Reysa veered away from the foot of the stairs. The three gained speed, all running together, none resisting. Reysa’s laughter infected the others, as they played an energetic game of whiplash momentum, pulling and swinging against one another, whirling and gaining speed. Reysa led their circuit of the room, between stereo and chairs, past picture windows and the great hot fireplace, the entryway, kitchen and dining table, and finally back to the cold fireplace and the sweeping curve of the staircase. With a shriek Reysa fell. Aurye tried to jump over, but tripped and crashed. Magnus stumbled, almost regained footing, only to sprawl at the foot of the stairs. He lay on his back, moaning. Reysa still laughed madly.

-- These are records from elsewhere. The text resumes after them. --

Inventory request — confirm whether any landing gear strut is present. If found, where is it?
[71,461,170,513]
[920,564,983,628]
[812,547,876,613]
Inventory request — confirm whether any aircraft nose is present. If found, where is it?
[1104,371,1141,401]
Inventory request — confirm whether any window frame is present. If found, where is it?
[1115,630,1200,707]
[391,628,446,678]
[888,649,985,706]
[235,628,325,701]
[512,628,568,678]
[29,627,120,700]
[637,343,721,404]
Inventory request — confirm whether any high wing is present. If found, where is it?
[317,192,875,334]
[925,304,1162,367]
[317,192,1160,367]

Aurye tried to find herself. Was she in pain? She felt joy, the excitement of belonging, not fear. It occurred to her, breathing hard, looking at the high ceiling, that she may have an advantage after all. She’d felt disadvantaged ever since Reysa picked her up. Clearly the Bergs held some agreed-upon plan, which Aurye didn’t know. But maybe she had a clearer idea than they realized. Was it possible they believed her completely unaware, when in fact she understood all but the details? Reysa and Magnus expected her to be cautious, but she was a woman of experience beyond her years. She was tired of playing by imposed rules. If an opportunity came to jump to a new realm of experience, she’d take the chance. What better fix for stagnant life than to destroy it?
Still she wondered. Was their secret as simple as she guessed, some of experiment in transgressive intimacy, or something weirder? She kept thinking of three new chairs by the stereo. Maybe they wanted to invite her in. Of course this was presumptuous, but they didn’t need to know what guesses played in her mind.
Aurye looked up, found both Reysa and Magnus watching, clearly guessing at her thoughts. She looked between them, intending to convey understanding and acceptance. “I have to admit something,” she began, feigning confidence, trying to bluster through. “I think I’ve guessed why you invited me up. Were my assumptions wrong?”
Reysa looked amused. “I could probably guess your guess.”
Magnus popped himself up on his elbows. “Yet still you came.” His glasses having fallen off, the difference between his eyes was more pronounced.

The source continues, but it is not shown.